Nun befinden wir uns also 3000 Jahre in der Zukunft und Wayward Pines hat sich dank einer ständigen Bedrohung von außen und mittlerweile auch von innen in einen faschistischen Kleinstaat verwandelt (Vorsicht Metapher!). Verantwortlich dafür zeichnet sich die in diese turbulente Zeit geborene Erste Generation. Eine Gruppe junger Menschen, die alle mit ihren schönen, symmetrischen Gesichtern irgendwie gleich aussehen, was wahrscheinlich der Punkt ist. Unter der Führerschaft von Jason Higgins (Tom Stevens) und seiner Freundin Kerry Campbell (Kacey Roll) eine totalitäre Herrschaft über die Kleinstadt inmitten des siebten Kreises der Hölle aufgebaut. Kerry, die ein schwere Verletzung davon getragen hat, muss gerettet werden. Um eine lebensnotwendige Operation durchzuführen, wird der Chirurg Dr. Theo Yedlin (Jason Patric) - wie schon FBI-Agent Ethan Burke (Matt Dillon) in der Staffel zuvor - aus seinem unfreiwilligen Tiefschlaf geweckt, um die lebensnotwendige Operation durchzuführen. Gerade noch in einem wunderschönen Hotel auf Hawaii nach einem Ehestreit eingeschlafen, wacht er also in Wayward Pines verständlicherweise verstört wieder auf. Weil auch ihm niemand schon mit dem ersten Kaffee mit der „Ende der Welt“-Nachricht überfordern möchte, ist es ebenso verständlich, dass er von seinem Fluchtinstinkt ergriffen wird. Auf der anderen Seite versuchen Rebellen unter der Führung des Ethan Burke-Sohnemanns Ben Burke, eine Widerstandsbewegung gegen das faschistische Regime aufzubauen.
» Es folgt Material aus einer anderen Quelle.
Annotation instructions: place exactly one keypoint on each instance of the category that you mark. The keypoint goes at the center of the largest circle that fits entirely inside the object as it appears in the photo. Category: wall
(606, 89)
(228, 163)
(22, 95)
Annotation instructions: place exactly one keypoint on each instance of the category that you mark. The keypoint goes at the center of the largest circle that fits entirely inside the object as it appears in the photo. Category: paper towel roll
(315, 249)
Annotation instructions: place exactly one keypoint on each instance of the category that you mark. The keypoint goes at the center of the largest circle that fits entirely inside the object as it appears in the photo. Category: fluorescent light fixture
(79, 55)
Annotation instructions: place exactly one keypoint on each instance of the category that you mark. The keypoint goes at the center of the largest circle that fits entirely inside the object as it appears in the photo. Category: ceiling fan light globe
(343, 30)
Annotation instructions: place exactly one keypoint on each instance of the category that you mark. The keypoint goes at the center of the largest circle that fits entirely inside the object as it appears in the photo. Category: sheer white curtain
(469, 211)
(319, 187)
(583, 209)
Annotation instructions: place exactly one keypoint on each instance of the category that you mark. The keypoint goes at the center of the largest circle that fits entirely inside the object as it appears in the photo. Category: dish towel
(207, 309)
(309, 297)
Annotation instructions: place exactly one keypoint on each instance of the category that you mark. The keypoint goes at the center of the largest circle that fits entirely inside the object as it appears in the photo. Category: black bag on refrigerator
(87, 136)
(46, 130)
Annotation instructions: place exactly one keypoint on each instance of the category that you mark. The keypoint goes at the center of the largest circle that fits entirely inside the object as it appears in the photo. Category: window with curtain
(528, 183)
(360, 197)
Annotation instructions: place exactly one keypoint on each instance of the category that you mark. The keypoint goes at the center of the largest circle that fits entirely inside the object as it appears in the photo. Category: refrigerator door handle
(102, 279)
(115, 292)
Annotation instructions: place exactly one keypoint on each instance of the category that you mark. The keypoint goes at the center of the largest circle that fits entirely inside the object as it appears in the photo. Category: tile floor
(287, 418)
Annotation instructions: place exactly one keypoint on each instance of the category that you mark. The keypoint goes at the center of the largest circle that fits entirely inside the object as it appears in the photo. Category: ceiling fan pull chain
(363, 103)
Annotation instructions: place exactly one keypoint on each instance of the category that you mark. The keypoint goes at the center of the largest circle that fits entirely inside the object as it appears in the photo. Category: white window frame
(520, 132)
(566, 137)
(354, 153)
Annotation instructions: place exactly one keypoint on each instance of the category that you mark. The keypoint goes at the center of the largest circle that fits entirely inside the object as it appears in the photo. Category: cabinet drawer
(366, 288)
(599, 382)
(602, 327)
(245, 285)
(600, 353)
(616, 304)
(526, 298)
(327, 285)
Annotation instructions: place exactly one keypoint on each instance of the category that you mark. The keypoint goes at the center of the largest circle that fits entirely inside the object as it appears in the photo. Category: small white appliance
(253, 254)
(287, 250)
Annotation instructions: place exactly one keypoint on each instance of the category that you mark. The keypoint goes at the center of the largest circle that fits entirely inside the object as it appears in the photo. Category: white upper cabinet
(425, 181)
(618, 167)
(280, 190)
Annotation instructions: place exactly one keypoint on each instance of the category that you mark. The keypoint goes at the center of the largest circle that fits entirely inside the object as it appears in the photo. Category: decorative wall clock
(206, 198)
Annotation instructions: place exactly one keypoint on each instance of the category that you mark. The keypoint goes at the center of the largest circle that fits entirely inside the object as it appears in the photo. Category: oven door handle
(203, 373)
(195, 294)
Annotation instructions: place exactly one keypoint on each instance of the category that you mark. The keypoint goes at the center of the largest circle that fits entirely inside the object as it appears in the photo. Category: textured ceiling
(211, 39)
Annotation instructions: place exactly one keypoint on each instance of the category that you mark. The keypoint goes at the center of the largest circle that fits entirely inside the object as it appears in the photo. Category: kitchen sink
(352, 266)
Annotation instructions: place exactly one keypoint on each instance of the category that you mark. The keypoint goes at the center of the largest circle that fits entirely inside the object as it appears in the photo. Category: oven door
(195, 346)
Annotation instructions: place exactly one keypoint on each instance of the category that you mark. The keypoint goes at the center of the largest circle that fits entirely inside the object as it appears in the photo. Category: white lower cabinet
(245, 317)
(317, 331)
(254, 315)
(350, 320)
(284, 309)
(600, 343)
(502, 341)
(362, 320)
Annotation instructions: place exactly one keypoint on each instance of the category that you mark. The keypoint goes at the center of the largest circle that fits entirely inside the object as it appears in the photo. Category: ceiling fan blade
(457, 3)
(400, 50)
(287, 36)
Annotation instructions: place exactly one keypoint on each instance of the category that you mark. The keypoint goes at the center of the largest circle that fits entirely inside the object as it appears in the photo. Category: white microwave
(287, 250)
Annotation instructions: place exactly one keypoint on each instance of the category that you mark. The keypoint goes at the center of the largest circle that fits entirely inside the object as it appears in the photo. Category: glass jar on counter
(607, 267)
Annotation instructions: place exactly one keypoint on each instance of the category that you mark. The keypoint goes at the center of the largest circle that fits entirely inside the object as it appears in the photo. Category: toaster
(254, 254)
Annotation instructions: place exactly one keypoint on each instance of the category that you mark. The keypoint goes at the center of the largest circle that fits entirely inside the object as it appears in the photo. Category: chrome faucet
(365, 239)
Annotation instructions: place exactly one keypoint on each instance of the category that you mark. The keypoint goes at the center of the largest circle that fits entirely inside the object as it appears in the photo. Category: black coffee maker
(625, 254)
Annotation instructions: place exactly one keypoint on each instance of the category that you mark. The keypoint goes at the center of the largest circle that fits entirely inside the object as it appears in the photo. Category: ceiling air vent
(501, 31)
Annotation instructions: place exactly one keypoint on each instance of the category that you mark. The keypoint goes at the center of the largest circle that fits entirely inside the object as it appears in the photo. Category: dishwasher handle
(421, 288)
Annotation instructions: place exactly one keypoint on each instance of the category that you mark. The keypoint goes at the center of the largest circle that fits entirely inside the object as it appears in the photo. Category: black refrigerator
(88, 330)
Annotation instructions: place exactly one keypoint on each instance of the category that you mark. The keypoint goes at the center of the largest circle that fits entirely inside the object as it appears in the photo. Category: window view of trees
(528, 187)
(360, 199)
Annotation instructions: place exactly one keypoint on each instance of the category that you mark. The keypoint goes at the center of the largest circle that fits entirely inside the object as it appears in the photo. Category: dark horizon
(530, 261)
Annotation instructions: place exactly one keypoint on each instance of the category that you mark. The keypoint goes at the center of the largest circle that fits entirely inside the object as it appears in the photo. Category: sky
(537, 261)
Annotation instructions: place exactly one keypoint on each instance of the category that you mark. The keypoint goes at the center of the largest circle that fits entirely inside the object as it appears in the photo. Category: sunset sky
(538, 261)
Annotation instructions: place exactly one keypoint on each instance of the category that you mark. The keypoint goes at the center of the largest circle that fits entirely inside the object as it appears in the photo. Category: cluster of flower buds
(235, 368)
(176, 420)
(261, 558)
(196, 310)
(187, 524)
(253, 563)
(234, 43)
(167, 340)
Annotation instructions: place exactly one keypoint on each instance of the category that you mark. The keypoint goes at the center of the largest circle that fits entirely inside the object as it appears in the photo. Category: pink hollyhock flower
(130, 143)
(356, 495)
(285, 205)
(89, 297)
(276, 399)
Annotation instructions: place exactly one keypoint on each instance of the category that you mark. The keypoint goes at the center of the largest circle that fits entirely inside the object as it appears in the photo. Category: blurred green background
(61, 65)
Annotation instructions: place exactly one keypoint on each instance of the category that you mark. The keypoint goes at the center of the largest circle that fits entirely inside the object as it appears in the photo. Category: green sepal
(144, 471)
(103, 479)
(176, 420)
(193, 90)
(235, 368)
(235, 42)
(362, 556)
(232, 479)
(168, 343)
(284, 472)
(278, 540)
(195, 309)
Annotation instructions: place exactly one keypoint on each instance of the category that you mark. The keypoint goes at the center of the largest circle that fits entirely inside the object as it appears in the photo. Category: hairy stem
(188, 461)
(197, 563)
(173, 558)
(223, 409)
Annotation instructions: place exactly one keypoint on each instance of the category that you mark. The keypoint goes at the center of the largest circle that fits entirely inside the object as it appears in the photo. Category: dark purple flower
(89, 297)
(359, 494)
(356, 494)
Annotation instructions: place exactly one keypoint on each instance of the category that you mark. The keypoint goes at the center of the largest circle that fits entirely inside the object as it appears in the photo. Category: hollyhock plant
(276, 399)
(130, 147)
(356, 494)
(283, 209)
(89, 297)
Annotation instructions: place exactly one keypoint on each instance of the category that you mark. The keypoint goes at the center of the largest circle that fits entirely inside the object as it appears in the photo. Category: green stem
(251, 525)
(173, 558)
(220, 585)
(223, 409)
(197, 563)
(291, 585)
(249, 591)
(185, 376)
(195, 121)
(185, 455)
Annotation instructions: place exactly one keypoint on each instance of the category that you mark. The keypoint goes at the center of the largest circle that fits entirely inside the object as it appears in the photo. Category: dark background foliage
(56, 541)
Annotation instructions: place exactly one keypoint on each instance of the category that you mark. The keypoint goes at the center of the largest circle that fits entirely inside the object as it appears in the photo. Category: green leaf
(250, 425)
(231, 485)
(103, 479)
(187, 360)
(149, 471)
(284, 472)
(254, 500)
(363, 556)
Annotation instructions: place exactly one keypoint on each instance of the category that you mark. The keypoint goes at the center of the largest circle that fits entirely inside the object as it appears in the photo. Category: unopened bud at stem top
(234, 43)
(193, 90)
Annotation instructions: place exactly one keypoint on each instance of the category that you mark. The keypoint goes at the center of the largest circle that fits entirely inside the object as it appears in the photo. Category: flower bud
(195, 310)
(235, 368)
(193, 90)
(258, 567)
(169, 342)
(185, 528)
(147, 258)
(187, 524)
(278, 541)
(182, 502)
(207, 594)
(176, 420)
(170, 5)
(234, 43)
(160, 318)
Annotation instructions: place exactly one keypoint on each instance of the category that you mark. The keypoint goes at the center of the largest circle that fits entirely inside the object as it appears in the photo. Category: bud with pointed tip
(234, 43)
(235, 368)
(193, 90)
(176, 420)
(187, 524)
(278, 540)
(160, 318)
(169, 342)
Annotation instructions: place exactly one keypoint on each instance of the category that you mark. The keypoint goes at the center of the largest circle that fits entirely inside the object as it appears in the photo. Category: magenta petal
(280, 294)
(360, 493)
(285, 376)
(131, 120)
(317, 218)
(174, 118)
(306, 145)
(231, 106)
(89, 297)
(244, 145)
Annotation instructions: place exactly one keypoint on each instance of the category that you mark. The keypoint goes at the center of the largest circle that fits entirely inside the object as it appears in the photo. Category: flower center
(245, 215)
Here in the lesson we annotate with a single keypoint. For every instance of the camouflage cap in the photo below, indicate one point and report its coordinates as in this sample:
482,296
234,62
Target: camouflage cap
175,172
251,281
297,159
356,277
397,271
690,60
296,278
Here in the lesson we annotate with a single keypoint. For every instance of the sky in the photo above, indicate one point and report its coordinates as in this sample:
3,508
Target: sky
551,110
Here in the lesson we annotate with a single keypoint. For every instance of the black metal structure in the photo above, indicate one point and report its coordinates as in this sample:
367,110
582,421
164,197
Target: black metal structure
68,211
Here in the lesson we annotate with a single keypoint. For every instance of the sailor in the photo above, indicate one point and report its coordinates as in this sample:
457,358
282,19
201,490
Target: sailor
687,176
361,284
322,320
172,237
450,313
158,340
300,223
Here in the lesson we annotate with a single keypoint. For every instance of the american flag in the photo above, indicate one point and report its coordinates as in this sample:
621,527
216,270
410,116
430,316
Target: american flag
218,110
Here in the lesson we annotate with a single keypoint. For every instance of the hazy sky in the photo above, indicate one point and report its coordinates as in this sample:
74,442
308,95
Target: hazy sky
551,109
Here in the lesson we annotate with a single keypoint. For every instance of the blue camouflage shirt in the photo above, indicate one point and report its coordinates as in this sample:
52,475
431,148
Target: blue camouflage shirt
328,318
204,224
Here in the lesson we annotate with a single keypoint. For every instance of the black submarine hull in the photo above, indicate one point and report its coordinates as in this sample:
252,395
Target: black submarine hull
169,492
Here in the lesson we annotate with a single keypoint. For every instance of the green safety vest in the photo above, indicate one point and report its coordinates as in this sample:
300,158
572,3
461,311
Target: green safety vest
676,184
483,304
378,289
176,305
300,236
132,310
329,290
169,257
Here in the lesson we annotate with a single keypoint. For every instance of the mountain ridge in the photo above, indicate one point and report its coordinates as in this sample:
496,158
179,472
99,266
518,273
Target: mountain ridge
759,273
Dennoch schafft es auch die zweite Staffel ein paar neue Aspekte hinzuzufügen oder zumindest eine neue Perspektive auf alte Sachverhalte einzunehmen: Während zuvor das Mysterium der Stadt im Vordergrund stand, wirft man einen genaueren Blick auf die Auswirkungen des Totalitarismus und Apokalypse verbunden mit der nicht gerade subtilen Metaphorik und wahrscheinlich auch aktuellen Politik- und Zeitbezug, falls man diesen hinein interpretieren möchte. Es geht um den Fortbestand der Spezies Mensch, die vor allem durch die jungen Schüler und Schülerinnen der Stadt gesichert werden soll, mit all den unheimlichen und verstörenden Implikationen, die damit einhergehen. Außerdem müssen sich die letzten Menschen mit Problemen bei Nahrungsversorgung herumschlagen: Die chemische Zusammensetzung des Bodens hat sich so sehr verändert, dass weitere pflanzliche Anbauten unmöglich sind. Gezwungenermaßen müssen sich die Einwohner nach Alternativen außerhalb der vermeintlich sicheren Mauern von Wayward Pines umsehen. Die Elemente, die zuvor im Hintergrund lauerten, treten nun weiter in den Vordergrund. Die ersten Episoden tun ihr Möglichstes, um den neuen bzw. alten Status quo zu etablieren, mit gemischten Erfolg. Jeder muss irgendwie vermitteln, was in den drei Jahren zwischen den beiden Seasons passiert ist, neue Charaktere einführen und die alten, ausgedienten zu einem vernünftigen Abschluss bringen. Dazu gehören auch Theresa Burke (Shannyn Sossamon), die verzweifelt auf die Suche nach ihrem widerständen Sohn Ben begibt. Außerdem die ehemalige Krankenschwester Pam (Melissa Leo), auch biologische Schwester des verstorbenen Stadtgründers David Pilcher (Toby Jones), die noch einmal auftaucht, um die faschistischen Tendenzen ihres Sohnes mit einem handfesten Mutterkomplex zu erklären, den sie ihm schon als Kind mit einer extra-autoritären Ader einprogrammiert hat. Das Ergebnis wirkt ab und zu recht organisch, gelegentlich auch wie langweiliges Kinderzimmer aufräumen, bevor man weiterspielen kann.